Suits & Sentences wonders how the possibility of getting nominated to the Supreme Court -- that is, the awareness that one is a viable future nominee -- might affect current judging. It stands to reason that a potential nominee might at least be tempted to trim or shape opinions, though the measurement of this might be difficult.
Take Judge Diane Wood of the 7th Circuit Court of Appeals, an attractive candidate by any measure. She was a consensus contender for the last opening, won by now-Justice Sonia Sotomayor, and she can count the tree rings on the current court as well as anyone. So does Judge Wood take her opinion-writing now as a kind of anticipated try-out?

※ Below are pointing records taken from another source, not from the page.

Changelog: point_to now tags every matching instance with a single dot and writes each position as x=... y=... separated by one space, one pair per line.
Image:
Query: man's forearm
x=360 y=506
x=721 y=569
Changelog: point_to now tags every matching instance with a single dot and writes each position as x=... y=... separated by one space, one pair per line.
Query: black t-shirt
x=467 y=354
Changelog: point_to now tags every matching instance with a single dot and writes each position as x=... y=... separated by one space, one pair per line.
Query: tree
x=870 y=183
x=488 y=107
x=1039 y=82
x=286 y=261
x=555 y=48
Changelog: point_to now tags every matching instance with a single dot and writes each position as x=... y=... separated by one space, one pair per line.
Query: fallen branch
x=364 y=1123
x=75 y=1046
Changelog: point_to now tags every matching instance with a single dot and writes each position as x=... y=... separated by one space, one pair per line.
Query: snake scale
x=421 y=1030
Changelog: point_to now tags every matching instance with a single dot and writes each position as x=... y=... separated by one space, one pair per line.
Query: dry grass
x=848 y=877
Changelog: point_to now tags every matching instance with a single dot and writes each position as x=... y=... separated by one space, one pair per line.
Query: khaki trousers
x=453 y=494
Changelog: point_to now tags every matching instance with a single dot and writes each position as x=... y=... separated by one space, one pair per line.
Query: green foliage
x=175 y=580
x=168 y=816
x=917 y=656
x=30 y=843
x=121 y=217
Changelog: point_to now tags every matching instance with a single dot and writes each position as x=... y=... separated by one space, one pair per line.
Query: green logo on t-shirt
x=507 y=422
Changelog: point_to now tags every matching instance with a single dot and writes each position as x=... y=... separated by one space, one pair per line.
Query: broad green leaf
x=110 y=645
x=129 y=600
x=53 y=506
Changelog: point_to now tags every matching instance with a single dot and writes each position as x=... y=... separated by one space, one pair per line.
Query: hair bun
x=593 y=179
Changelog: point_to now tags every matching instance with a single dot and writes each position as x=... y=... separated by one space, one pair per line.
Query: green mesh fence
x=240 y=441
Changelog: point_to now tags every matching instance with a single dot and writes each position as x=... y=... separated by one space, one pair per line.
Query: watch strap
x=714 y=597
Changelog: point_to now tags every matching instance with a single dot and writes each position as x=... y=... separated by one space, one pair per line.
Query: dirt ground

On Wednesday, Judge Wood offered two majority opinions for the 7th Circuit. In one, a sad case involving the death of a child, she begins with the kind of bracingly direct statement not always found in a judicial opinion:
"Jason Walsh suffered from autism."
Bottom line, beyond the nice declarative sentence: the unanimous decision was to overturn a trial judge and let the Walsh family's medical malpractice complaint proceed. So she defends the little guy, the victim!
In the other case, pitting the Iron Workers of Western Pennsylvania Pension Plan against the Guidant Corp., Judge Wood ruled against the workers who were claiming they had been defrauded. Again, the decision seems very clearly written -- but the decision was for the corporation. So she defends business!
There's something here for everyone to like It's clearly time for a lot more research.